The same goes for the real estate’s financial picture. The right loans, the right lenders, and the best loan terms will help complete the picture of success. That’s why it pays to take the time to learn what options are available and to fully understand the terms and conditions associated with your Commercial Real Estate loan.
An amortization period is the length of time payments are due on the loan. They’re calculated so that the payments go mostly toward interest in the beginning and more toward the principal as the loan matures. This is a typical model for commercial real estate loans.
The interest rate on a commercial real estate loan can vary depending on several factors: the borrower’s credit history, the length of the loan term, and the business’s Debt-Service Coverage Ratio, or DSCR. This is the ratio of net operating income to annual debt service.
LOAN HIGHLIGHTS
Loans are designed for income-producing real estate investments such as storefronts, manufacturing facilities, restaurants and multi-family residential properties among others.
Amortization periods can be anywhere from five to twenty years.
Most loan-to-value ratios are calculated in the range of 65% to 80%.
Lenders typically want a DSCR of 1.25 or better.
PROS
- These loans help cover the immense costs associated with commercial real estate.

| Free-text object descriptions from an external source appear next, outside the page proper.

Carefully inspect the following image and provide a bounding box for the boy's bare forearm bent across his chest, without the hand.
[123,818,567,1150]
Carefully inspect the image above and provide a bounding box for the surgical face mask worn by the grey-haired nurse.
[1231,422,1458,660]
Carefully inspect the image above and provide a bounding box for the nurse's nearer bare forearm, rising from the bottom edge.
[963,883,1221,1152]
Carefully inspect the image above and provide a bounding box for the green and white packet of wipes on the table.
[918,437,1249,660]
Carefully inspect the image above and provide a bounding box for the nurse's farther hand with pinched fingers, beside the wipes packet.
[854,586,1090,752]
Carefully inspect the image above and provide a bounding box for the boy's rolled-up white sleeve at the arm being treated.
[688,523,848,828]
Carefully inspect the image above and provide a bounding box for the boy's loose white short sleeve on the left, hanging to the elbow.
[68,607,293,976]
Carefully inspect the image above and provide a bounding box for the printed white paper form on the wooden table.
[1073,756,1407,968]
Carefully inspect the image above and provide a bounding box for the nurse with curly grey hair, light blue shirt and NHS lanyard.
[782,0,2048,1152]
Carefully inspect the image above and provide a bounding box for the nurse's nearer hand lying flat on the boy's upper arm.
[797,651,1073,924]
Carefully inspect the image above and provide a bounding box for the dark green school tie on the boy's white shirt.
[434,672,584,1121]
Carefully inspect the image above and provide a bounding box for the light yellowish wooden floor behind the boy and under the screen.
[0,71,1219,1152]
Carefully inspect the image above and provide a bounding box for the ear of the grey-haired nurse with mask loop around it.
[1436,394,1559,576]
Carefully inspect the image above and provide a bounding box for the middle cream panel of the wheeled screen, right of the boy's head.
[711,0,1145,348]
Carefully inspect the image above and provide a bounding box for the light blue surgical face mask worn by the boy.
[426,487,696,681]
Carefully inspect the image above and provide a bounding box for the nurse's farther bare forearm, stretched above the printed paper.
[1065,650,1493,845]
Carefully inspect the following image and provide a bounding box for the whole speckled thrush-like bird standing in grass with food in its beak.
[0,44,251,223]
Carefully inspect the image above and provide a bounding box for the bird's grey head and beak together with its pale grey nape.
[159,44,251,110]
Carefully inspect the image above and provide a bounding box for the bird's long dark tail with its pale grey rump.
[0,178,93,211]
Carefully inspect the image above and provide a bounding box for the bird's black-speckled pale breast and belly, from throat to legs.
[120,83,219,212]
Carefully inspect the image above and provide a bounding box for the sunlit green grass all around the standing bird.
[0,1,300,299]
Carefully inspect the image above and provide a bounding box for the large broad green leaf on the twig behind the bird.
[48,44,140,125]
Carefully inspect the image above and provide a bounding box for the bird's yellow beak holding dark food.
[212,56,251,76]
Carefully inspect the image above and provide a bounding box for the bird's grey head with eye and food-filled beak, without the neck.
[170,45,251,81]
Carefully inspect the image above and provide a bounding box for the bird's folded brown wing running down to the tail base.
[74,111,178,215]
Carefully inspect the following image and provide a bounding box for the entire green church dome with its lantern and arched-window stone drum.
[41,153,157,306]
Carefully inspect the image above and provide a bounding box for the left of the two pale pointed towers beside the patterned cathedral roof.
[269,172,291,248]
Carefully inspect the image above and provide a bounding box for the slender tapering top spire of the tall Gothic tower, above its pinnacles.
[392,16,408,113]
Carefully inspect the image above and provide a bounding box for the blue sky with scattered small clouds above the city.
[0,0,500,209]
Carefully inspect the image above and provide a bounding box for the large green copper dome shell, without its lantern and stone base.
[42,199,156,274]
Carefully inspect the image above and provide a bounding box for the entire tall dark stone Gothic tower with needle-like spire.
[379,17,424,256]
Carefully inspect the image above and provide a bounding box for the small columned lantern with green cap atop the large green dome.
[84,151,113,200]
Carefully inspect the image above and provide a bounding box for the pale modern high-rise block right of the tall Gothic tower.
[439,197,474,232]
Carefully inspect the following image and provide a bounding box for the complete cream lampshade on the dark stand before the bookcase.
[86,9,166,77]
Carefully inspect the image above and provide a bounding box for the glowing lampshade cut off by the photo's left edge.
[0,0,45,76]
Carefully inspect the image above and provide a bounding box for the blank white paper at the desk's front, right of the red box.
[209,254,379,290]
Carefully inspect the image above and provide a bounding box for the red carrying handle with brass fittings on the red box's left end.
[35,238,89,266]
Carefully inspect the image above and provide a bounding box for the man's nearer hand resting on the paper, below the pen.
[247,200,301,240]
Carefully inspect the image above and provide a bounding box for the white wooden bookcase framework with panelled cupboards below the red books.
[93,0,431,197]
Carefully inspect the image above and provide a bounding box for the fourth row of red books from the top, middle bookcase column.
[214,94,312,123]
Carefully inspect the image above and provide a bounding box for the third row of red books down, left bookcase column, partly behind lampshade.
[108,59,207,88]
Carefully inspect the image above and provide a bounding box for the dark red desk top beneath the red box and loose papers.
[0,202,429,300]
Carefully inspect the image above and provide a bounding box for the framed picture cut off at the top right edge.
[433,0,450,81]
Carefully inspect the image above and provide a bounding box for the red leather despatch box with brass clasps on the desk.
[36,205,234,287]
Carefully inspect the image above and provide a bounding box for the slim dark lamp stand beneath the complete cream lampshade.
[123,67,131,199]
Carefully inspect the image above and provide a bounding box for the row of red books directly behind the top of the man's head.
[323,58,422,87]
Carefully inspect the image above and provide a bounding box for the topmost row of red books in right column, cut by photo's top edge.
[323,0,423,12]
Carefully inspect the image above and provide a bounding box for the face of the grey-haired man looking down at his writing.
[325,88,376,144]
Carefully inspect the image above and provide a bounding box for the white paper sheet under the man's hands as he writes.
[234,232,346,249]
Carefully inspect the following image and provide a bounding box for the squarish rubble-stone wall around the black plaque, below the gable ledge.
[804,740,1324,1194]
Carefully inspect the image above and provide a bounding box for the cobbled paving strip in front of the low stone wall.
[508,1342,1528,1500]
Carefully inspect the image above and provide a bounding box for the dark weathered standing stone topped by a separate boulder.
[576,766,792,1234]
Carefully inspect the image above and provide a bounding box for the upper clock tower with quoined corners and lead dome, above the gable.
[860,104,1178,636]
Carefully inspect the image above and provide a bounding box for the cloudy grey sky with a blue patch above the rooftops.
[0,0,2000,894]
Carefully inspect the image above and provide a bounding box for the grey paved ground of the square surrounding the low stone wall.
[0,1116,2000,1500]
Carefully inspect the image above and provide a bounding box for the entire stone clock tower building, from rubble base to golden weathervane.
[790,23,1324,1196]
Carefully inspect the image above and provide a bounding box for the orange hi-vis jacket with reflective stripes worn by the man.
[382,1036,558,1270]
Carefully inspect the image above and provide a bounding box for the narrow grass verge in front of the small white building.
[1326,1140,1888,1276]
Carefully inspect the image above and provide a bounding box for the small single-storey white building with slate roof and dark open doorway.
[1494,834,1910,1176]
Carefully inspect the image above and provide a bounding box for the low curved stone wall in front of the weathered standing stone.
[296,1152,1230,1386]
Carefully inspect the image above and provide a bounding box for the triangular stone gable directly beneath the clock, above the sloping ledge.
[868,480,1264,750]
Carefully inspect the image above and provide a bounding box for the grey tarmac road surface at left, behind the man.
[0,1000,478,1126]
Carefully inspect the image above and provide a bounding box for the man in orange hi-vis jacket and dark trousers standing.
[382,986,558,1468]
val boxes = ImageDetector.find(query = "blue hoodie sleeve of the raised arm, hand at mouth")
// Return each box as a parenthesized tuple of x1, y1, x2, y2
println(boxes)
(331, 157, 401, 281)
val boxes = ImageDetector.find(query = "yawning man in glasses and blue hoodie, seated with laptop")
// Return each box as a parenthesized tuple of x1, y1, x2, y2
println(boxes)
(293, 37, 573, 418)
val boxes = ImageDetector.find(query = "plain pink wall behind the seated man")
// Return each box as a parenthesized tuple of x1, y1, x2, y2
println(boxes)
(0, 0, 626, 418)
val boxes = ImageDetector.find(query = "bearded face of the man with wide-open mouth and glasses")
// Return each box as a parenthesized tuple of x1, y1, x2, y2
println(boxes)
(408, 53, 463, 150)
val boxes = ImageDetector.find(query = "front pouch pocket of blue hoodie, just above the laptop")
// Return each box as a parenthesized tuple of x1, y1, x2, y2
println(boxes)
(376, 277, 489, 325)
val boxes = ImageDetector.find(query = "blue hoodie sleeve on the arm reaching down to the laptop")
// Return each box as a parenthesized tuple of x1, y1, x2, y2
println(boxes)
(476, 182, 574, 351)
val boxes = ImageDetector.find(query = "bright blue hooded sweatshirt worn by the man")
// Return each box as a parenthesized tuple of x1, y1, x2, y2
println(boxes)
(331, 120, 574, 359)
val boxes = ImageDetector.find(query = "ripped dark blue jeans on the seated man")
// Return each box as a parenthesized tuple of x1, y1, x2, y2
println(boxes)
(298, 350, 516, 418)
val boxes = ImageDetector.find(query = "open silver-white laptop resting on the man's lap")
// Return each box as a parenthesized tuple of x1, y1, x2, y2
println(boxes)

- Proper satisfaction of the loan can help to build a strong credit history.
- CRE loans have many options when it comes to the terms so many businesses can successfully find the right lender with the help of a loan broker.
CONS
- It can be hard to qualify for a commercial real estate loan.
- If finances or the economy take down turn a downturn, it may be less possible to negotiate repayment than it would be to renegotiate rent.
- Most lenders want substantial documentation.